日本が決勝トーナメント1回戦で対戦する韓国 韓国にとって最後のアルゼンチン戦は、引き分ければ、少なくとも3位でのグループリーグ突破が確定する試合。と同時に、アルゼンチンにとっては、引き分けで首位通過が決まる試合だった。

 韓国はアルゼンチンに敗れると、グループリーグ敗退が濃厚。その一方で、勝利したとしても、2位以上になる保証はなかった(結果的に、韓国が2位になったのは、ポルトガルが南アフリカと1-1で引き分けたためだ)。

 要するに、勝っても引き分けても3位に終わる可能性がある以上、アルゼンチンと”暗黙の了解”のもと、無難に引き分けに持ち込む手もあった。
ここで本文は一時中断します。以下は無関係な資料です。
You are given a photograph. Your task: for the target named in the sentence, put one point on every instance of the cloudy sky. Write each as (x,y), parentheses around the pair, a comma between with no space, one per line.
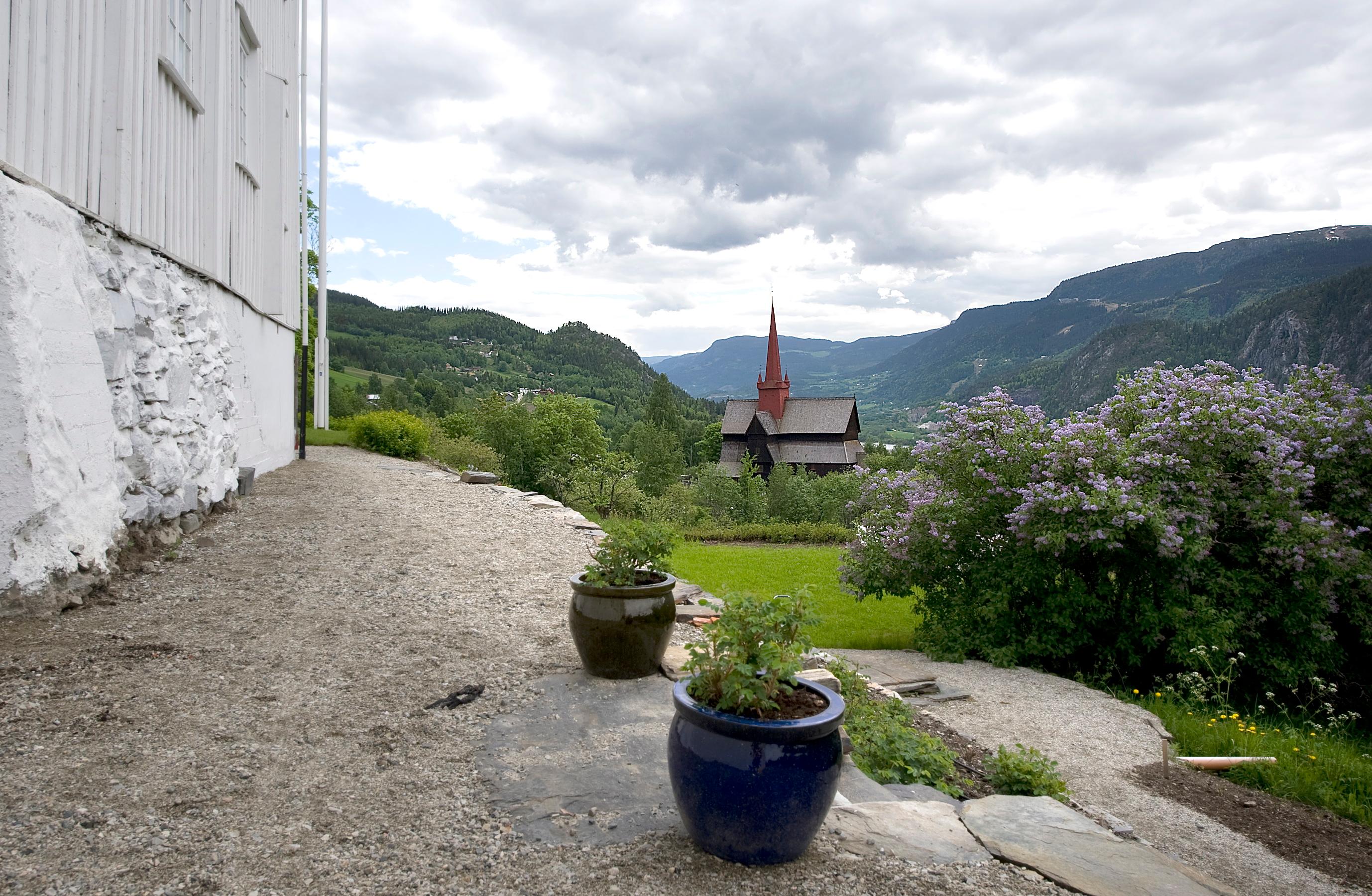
(655,169)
それはアルゼンチンにとっても悪い話ではなかったからだ。実際、2年前の前回大会でほぼ同じ状況となった日本vsイタリアでは、2-2で迎えた試合終盤、両チームの退屈なパス回しが延々と続いた。

 しかし、「決勝トーナメント(進出の条件)は考えていなかった。目の前のアルゼンチンとの試合だけに集中していた」と、韓国のチョン・ジュンヨン監督。試合はアルゼンチンの攻勢でスタートしたものの、アルゼンチンの攻撃が停滞し始めた30分あたりから、徐々に韓国がチャンスを作り始めた。